Properties of the Expected Value
- Linearity: \begin{align} \mathbb{E}[a \mathrm{X} + b \mathrm{X}] = a \mathbb{E}[\mathrm{X}] + b \mathbb{E}[\mathrm{X}] \end{align}
- Law of the unconscious statistician (LOTUS) – yes, that’s what its actually called! \begin{align} \mathbb{E}[f(\mathrm{X})]_{\mathrm{X}\sim p} = \int f(x) \ p(x) \ \mathrm{d}x \end{align}
- Law of large numbers (LLN) \begin{align} \mathbb{E}[\mathrm{X}] = \lim_{N \rightarrow \infty} \left[ \frac{1}{N} \sum_{i=1}^N x_i \right] \end{align}
The Monte Carlo Integrator
If we look back at the definition of expected value, you may be able to see how we can take advantage of the equation to compute our desired integral of $f(x)$ by combining it with LOTUS. All we have to do is compute the expected value of $f(\mathrm{X})/p(\mathrm{X})$! \begin{align} \mathbb{E}\left[ \frac{f(\mathrm{X})}{p(\mathrm{X})} \right]_{\mathrm{X}\sim p} = \int \frac{f(x)}{p(x)} \ p(x) \ \mathrm{d}x = \int f(x) \ \mathrm{d}x \end{align}
And, we know via the law of large numbers, that we can express this integral as the following sum which is the expected value of the estimator of the integral $\hat{I}$: \begin{align} \hat{I} &= \frac{1}{N} \sum_{i=1}^N \frac{f(x_i)}{p(x_i)} \\ \mathbb{E}[\hat{I}] = \mathbb{E}\left[ \frac{f(\mathrm{X})}{p(\mathrm{X})} \right]_{\mathrm{X}\sim p} &= \lim_{N \rightarrow \infty} \left[ \frac{1}{N} \sum_{i=1}^N \frac{f(x_i)}{p(x_i)} \right] \end{align}
This means that we can now approximate the integral by taking many random samples of $f(\mathrm{X})/p(\mathrm{X})$. However, there are a few caveats to consider. For one, we can’t let $p(x) = 0$ for any part of the domain where $f(x)$ is not $0$. The issue here is not that we will get a divide by zero error since we simply will never generate a sample where $p(x) = 0$. Rather, if the PDF is zero at any point where $f(x)$ is not zero, then we will never be able to evaluate $f(x)$ at that input, leading us to have a bias in our estimate, i.e., a systematic error in our estimate.

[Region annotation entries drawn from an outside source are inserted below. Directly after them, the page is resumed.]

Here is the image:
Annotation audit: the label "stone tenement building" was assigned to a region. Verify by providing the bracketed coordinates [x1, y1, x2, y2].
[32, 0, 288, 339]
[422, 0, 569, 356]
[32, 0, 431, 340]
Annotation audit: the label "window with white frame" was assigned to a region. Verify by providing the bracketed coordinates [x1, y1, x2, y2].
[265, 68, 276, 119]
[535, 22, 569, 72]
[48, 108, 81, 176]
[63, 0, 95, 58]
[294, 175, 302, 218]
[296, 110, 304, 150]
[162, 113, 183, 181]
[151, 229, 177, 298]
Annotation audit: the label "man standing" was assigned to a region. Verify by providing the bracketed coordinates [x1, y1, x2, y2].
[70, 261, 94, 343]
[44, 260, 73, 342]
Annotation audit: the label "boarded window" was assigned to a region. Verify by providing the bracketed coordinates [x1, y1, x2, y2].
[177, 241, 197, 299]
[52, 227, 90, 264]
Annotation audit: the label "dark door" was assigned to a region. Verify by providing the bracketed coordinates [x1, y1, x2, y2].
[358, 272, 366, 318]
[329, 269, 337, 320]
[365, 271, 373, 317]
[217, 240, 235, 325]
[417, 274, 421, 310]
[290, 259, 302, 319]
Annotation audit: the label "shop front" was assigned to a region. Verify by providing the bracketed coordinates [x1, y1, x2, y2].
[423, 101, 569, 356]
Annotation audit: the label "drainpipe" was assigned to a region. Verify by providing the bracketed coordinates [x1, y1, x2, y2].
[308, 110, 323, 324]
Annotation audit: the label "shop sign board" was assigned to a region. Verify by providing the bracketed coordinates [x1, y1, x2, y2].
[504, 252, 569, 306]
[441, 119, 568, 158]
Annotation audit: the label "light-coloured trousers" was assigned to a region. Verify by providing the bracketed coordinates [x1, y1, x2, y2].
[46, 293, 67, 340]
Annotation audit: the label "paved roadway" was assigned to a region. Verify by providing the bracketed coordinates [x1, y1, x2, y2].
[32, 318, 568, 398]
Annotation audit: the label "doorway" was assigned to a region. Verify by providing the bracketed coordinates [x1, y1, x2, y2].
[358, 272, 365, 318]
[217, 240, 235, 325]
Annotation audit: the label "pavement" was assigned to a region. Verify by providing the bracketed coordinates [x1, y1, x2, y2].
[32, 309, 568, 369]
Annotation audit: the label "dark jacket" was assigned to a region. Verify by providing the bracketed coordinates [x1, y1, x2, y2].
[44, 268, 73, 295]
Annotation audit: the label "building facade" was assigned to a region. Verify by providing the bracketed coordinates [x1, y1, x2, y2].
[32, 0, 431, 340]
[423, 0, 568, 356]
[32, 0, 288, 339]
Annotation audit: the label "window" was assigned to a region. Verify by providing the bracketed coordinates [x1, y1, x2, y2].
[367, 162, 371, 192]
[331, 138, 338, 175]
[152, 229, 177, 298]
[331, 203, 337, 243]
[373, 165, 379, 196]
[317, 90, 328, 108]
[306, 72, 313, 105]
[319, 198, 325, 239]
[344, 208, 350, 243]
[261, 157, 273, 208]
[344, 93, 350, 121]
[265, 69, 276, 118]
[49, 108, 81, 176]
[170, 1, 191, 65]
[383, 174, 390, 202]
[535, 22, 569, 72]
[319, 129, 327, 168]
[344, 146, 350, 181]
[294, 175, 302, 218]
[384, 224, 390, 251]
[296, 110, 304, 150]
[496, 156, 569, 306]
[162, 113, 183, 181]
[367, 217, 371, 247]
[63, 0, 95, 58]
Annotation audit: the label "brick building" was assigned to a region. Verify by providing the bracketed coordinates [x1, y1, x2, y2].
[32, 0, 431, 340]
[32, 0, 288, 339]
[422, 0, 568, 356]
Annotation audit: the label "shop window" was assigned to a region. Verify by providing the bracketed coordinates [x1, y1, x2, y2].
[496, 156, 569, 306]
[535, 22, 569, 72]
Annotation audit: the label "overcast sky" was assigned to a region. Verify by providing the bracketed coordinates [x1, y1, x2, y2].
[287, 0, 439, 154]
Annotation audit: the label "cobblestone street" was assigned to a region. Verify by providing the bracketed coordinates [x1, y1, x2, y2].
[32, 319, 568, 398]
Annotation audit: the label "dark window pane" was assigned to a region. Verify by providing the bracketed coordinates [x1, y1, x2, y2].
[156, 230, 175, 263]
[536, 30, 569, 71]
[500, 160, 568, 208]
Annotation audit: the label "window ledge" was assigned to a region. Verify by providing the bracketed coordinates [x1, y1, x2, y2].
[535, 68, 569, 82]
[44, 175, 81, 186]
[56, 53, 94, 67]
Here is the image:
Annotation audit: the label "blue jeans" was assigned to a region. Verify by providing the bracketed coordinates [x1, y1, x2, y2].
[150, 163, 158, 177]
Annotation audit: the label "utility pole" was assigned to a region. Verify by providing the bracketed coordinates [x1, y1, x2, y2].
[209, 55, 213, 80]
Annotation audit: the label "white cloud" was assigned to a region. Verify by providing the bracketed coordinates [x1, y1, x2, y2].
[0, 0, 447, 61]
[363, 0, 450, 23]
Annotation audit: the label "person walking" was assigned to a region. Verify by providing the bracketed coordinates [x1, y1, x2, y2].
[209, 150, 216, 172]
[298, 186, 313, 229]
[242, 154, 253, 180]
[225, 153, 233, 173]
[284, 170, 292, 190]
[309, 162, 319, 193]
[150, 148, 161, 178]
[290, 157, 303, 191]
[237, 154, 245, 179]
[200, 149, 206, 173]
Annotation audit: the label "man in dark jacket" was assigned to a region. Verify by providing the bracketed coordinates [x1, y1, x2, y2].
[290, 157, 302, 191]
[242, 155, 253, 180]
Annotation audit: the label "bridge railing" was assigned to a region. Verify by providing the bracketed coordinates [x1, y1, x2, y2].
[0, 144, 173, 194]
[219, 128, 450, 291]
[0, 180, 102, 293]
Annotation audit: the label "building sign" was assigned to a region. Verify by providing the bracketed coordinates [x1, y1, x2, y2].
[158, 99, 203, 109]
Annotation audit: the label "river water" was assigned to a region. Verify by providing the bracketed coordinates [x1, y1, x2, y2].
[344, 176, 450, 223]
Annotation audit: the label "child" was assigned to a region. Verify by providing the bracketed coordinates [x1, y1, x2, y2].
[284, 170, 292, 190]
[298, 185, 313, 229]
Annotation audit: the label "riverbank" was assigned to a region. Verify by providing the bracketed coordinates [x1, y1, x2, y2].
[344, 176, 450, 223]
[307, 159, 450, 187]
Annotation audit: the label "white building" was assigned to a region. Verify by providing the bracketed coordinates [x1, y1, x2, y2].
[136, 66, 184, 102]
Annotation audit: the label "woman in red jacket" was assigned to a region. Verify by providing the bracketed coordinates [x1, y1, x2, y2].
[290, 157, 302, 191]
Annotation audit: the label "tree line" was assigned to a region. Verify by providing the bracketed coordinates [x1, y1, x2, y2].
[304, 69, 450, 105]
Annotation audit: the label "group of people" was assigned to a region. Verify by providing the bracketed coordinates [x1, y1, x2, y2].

This integrator is also simple to represent in code:
import numpy as np
def f(x):
return 1 + np.sin(x)
def uniformPDF(x, a, b):
return 1 / (b-a)
def MonteCarloIntegrate(f: callable, pdf: callable, a: float, b: float, N: int) -> float:
X = np.random.rand(N) * (b - a) + a
p = pdf(X, a, b)
Y = f(X)
samples = Y / p
estimate = np.sum(samples) / N
return estimate
MonteCarloIntegrate(f, uniformPDF, 0, 2*np.pi, 1000)
Errors for Estimators
- Bias, as we see in the rectangle integrator, is a systematic error in the integral such that $\mathbb{E}[\hat{I}] \neq I$ where $I$ is our desired integral.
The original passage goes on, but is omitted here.